Le PIB va plonger en 2020. © Zerbor

La forte récession de l’année 2020 va mettre à mal les finances publiques. La Banque de France estime à environ 6 % le repli du produit intérieur brut (PIB) du pays entre janvier et mars, dans une étude publiée mercredi 8 avril.

« Il faut remonter au 2e trimestre 1968, marqué par les événements du mois de mai, pour retrouver un baisse trimestrielle de l’activité du même ordre de grandeur. Le PIB avait alors chuté de −5,3 %, avant de rebondir de +8 % au 3e trimestre », rappelle l’organisme.

« Toutes choses égales par ailleurs, chaque quinzaine de confinement ampute le niveau du PIB annuel de près de −1,5% », souligne la Banque de France.

Pire récession depuis 1945

Pour toute l’année, l’économie du pays va probablement connaître sa pire récession depuis la Seconde Guerre mondiale.

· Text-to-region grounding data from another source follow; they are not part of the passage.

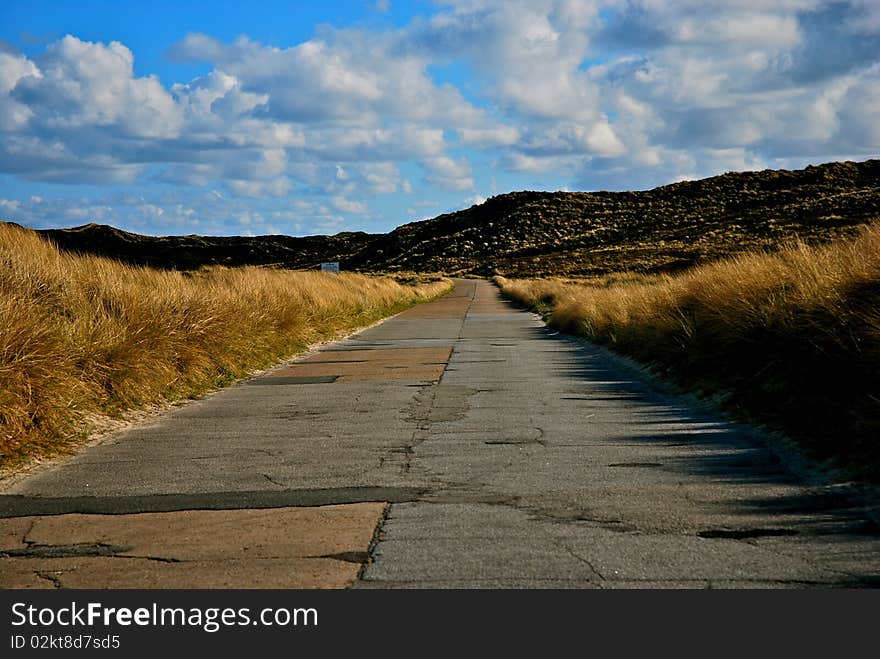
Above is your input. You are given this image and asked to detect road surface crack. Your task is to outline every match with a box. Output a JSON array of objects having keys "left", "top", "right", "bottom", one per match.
[
  {"left": 559, "top": 543, "right": 606, "bottom": 581},
  {"left": 398, "top": 384, "right": 440, "bottom": 475},
  {"left": 114, "top": 554, "right": 182, "bottom": 563},
  {"left": 21, "top": 518, "right": 37, "bottom": 547},
  {"left": 34, "top": 571, "right": 63, "bottom": 588},
  {"left": 534, "top": 425, "right": 547, "bottom": 447},
  {"left": 261, "top": 473, "right": 285, "bottom": 488}
]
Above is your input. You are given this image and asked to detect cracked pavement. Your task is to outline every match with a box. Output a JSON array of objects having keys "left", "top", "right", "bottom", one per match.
[{"left": 2, "top": 279, "right": 879, "bottom": 588}]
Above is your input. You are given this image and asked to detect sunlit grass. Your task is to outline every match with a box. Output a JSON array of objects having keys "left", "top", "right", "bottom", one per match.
[{"left": 0, "top": 223, "right": 450, "bottom": 468}]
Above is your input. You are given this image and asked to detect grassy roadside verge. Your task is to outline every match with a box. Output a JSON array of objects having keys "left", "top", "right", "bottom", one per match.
[
  {"left": 0, "top": 223, "right": 451, "bottom": 469},
  {"left": 495, "top": 223, "right": 880, "bottom": 481}
]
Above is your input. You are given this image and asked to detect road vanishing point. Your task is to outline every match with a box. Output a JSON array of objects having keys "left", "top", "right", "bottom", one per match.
[{"left": 1, "top": 279, "right": 878, "bottom": 588}]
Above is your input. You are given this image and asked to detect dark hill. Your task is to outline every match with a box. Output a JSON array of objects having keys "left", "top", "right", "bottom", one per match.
[
  {"left": 9, "top": 159, "right": 880, "bottom": 276},
  {"left": 36, "top": 223, "right": 376, "bottom": 271},
  {"left": 345, "top": 159, "right": 880, "bottom": 276}
]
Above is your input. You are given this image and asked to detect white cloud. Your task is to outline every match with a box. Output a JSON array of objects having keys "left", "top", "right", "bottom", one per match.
[
  {"left": 0, "top": 198, "right": 21, "bottom": 213},
  {"left": 456, "top": 125, "right": 520, "bottom": 147},
  {"left": 19, "top": 35, "right": 182, "bottom": 138},
  {"left": 331, "top": 196, "right": 368, "bottom": 214},
  {"left": 518, "top": 121, "right": 626, "bottom": 158},
  {"left": 835, "top": 64, "right": 880, "bottom": 148},
  {"left": 2, "top": 2, "right": 880, "bottom": 232},
  {"left": 304, "top": 124, "right": 446, "bottom": 161},
  {"left": 0, "top": 36, "right": 182, "bottom": 183},
  {"left": 172, "top": 31, "right": 485, "bottom": 131},
  {"left": 226, "top": 176, "right": 293, "bottom": 198},
  {"left": 0, "top": 31, "right": 492, "bottom": 194},
  {"left": 674, "top": 12, "right": 802, "bottom": 48},
  {"left": 0, "top": 52, "right": 39, "bottom": 131},
  {"left": 421, "top": 155, "right": 475, "bottom": 190},
  {"left": 361, "top": 162, "right": 404, "bottom": 193},
  {"left": 167, "top": 32, "right": 227, "bottom": 62},
  {"left": 0, "top": 52, "right": 38, "bottom": 93},
  {"left": 408, "top": 1, "right": 602, "bottom": 123},
  {"left": 501, "top": 152, "right": 581, "bottom": 174},
  {"left": 172, "top": 70, "right": 266, "bottom": 118}
]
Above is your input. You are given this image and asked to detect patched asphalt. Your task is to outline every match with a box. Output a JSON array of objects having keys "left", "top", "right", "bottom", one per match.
[{"left": 2, "top": 279, "right": 879, "bottom": 588}]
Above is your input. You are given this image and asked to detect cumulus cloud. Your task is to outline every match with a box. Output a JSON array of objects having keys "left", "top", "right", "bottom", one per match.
[
  {"left": 422, "top": 0, "right": 877, "bottom": 186},
  {"left": 331, "top": 196, "right": 369, "bottom": 214},
  {"left": 170, "top": 31, "right": 487, "bottom": 129},
  {"left": 456, "top": 125, "right": 520, "bottom": 147},
  {"left": 403, "top": 0, "right": 604, "bottom": 134},
  {"left": 226, "top": 176, "right": 293, "bottom": 198},
  {"left": 16, "top": 36, "right": 182, "bottom": 138},
  {"left": 172, "top": 70, "right": 269, "bottom": 125},
  {"left": 0, "top": 52, "right": 39, "bottom": 131},
  {"left": 0, "top": 32, "right": 494, "bottom": 194},
  {"left": 0, "top": 36, "right": 183, "bottom": 183},
  {"left": 570, "top": 0, "right": 880, "bottom": 184},
  {"left": 421, "top": 155, "right": 475, "bottom": 191},
  {"left": 1, "top": 1, "right": 879, "bottom": 234},
  {"left": 361, "top": 162, "right": 409, "bottom": 194}
]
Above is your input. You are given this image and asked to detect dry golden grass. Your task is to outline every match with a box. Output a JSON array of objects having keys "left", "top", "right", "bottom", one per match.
[
  {"left": 0, "top": 223, "right": 450, "bottom": 468},
  {"left": 497, "top": 224, "right": 880, "bottom": 479}
]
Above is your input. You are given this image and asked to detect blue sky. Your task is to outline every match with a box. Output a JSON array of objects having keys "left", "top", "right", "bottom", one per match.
[{"left": 0, "top": 1, "right": 878, "bottom": 236}]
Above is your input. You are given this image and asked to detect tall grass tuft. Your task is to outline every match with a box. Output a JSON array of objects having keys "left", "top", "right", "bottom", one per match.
[
  {"left": 496, "top": 224, "right": 880, "bottom": 480},
  {"left": 0, "top": 223, "right": 450, "bottom": 468}
]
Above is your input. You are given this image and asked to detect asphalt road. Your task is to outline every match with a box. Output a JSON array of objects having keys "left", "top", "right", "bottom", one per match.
[{"left": 2, "top": 279, "right": 878, "bottom": 588}]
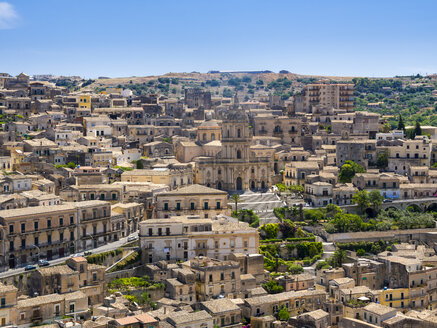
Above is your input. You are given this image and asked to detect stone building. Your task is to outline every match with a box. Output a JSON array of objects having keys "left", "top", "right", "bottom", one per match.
[
  {"left": 139, "top": 215, "right": 259, "bottom": 263},
  {"left": 28, "top": 256, "right": 106, "bottom": 304},
  {"left": 0, "top": 200, "right": 111, "bottom": 269},
  {"left": 195, "top": 96, "right": 271, "bottom": 191},
  {"left": 200, "top": 298, "right": 242, "bottom": 328},
  {"left": 183, "top": 256, "right": 241, "bottom": 301},
  {"left": 154, "top": 184, "right": 229, "bottom": 219},
  {"left": 336, "top": 139, "right": 377, "bottom": 168},
  {"left": 185, "top": 88, "right": 212, "bottom": 109},
  {"left": 298, "top": 83, "right": 354, "bottom": 113}
]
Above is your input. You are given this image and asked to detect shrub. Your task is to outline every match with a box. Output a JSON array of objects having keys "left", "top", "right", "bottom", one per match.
[
  {"left": 263, "top": 280, "right": 284, "bottom": 294},
  {"left": 260, "top": 223, "right": 279, "bottom": 240},
  {"left": 356, "top": 249, "right": 365, "bottom": 256},
  {"left": 278, "top": 306, "right": 290, "bottom": 321},
  {"left": 287, "top": 263, "right": 304, "bottom": 274}
]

« Le chiffre de croissance le plus mauvais qui ait été fait par la France depuis 1945, c’est en 2009 après la grande crise financière de 2008 : −2,2%. Nous serons vraisemblablement très au-delà des −2,2% », a averti lundi, lors d’une audition en visio-conférence au Sénat, le ministre de l’Economie et des finances, Bruno Le Maire, cité par l’Agence France-Presse.

Le gouvernement et les économistes évaluent approximativement le recul du PIB sur l’année, en raison de l’incertitude de la durée du confinement, en France comme dans les autres pays frappés par la pandémie, parmi lesquels ses principaux partenaires commerciaux (Allemagne, Etats-Unis, Italie, Royaume-Uni, etc.).

Hausse des dépenses publiques

Malgré le chômage partiel et d’autres dispositifs de soutien à l’économie (prêts bancaires garantis par l’Etat, Fonds de solidarité, etc.), des entreprises et des emplois vont disparaître, engendrant une diminution des impôts et des cotisations sociales perçus.

Outre les probables mesures de relance prises au bénéfice des ménages et des entreprises après le confinement, les collectivités publiques vont devoir accroître leurs dépenses dans certains domaines, notamment la santé.

La crise sanitaire agit comme un révélateur des effets néfastes pour la population des coupes budgétaires et des méthodes de management fondées sur la rentabilité mises en œuvre dans les hôpitaux.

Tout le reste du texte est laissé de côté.